São as insurgências populares que historicamente conquistaram e vão continuar conquistando grande parte dos direitos sociais, políticos e culturais que toda a população goza hoje, desde o direito ao voto das mulheres ao salário mínimo e tantos outros que cada setor da sociedade civil tem peleado inclusive para estes mesmos direitos já conquistados não venham a retroceder e é exatamente esse o contexto que estamos vivendo no atual período histórico. Portanto, colocar-se em movimento e a serviço dos processos de mudança não só é um direito como um dever e que deveria ser encarado, pelo conjunto da população com muito mais seriedade. Somos militantes dedicados a construção de uma outra sociedade, de uma outra cidade, de um outro transporte, não somos como a mídia quer fazer reproduzir ao senso comum como vânda-los, loucos ou marginais. A individualização da luta, criada por esses processos judiciais sem pé e nem cabeça são uma estratégia clara de desmobilização e criminalização dos que lutam e essa iniciativa deve ser combatida pelo conjunto da sociedade.
A RBS historicamente tem tratado a questão do transporte público na cidade de Porto Alegre e a luta dos movimentos sociais nessa pauta envolvidos, como caso de polícia, que seguidamente tem se utilizado destas infâmias e infundadas acusações para alastrar o medo entre os cidadãos que vem às ruas se manifestar e a Copa foi o auge desse processo, de coação, de perseguição e de criminalização. São hoje no Brasil, inúmeros os companheiros e companheiras criminalizadxs, que respondem processos, que estão foragidos e outros até presos. E nesse momento é preciso cercar de solidariedade os que lutam, hoje e sempre.
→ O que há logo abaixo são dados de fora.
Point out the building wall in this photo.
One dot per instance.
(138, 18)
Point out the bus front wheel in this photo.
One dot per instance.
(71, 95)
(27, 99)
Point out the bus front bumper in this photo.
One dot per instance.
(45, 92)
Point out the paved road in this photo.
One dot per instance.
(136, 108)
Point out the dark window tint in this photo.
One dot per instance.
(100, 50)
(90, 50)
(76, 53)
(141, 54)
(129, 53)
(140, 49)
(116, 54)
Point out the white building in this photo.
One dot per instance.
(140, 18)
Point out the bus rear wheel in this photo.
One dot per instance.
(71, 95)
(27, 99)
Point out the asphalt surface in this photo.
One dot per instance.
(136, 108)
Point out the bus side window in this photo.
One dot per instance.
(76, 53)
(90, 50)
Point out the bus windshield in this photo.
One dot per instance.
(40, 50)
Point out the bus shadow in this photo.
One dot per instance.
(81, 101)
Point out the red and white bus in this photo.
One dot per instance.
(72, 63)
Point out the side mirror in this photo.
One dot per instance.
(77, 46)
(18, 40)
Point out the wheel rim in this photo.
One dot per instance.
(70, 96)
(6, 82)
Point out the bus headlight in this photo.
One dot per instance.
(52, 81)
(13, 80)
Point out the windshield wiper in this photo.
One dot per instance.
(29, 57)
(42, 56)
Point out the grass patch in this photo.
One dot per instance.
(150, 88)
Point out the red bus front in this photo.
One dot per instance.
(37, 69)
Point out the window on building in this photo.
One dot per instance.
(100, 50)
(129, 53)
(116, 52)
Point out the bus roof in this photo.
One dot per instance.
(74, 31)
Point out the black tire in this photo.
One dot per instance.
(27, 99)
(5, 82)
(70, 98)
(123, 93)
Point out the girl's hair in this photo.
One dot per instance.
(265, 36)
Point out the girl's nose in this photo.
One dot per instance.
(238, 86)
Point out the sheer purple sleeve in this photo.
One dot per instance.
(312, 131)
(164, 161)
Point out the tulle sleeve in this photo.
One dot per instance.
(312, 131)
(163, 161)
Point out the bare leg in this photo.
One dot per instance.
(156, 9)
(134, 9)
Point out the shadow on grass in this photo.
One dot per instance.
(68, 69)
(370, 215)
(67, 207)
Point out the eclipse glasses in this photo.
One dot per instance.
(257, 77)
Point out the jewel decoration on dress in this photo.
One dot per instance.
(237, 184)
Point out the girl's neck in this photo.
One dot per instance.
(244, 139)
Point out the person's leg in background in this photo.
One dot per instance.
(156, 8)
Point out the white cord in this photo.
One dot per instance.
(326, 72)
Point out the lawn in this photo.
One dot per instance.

Me causa sem dúvida muita estranheza a inclusão do meu nome neste inquérito. Eu estive no tesourinha nesse dia e lá, como tantos outros eu estava lutando por uma cidade mais justa e por um transporte público acessível a todos. Como arquiteta e urbanista, mestranda da UFRGS na área de planejamento urbano faço do meu conhecimento uma arma para lutar por esta cidade, e todas as cidades que hoje passam por tantos problemas e contradições. E é isso que me motiva em todas as trincheiras e áreas de atuação a seguir firme e NÃO DESISTIR JAMAIS, não retroceder um só passo e apostar que meus dias cada vez mais estarão dedicados a seguir defendendo os direitos humanos e estar sempre ao lado dos debaixo.
Brisa, Gil, Fabrício, Sheila, e tantos outros que também tiveram seus nomes e suas vidas expostas pelo simples fato de acreditar que é possível construir um transporte 100% público e parcialmente gratuito na cidade, estamos juntos e espero que possamos seguir reeguendo a pauta do transporte e derrotando as intransigências desses órgãos de governo além de seguir enfrentando os verdadeiros vanda-los e depredadores do patrimônio público desse país, que certamente não somos nós!
Eu estou com a cabeça erguida e vou seguir com a certeza de que a nossa luta é justa e necessária e vou por ela até as ultimas conseqüências. Não me calarão. Enquanto morar for um privilégio, ocupar é um direito e moradia e transporte são uma só pauta! Convoco a todos e todas que se somem, que tragam sua solidariedade e lutem pelo que acreditam.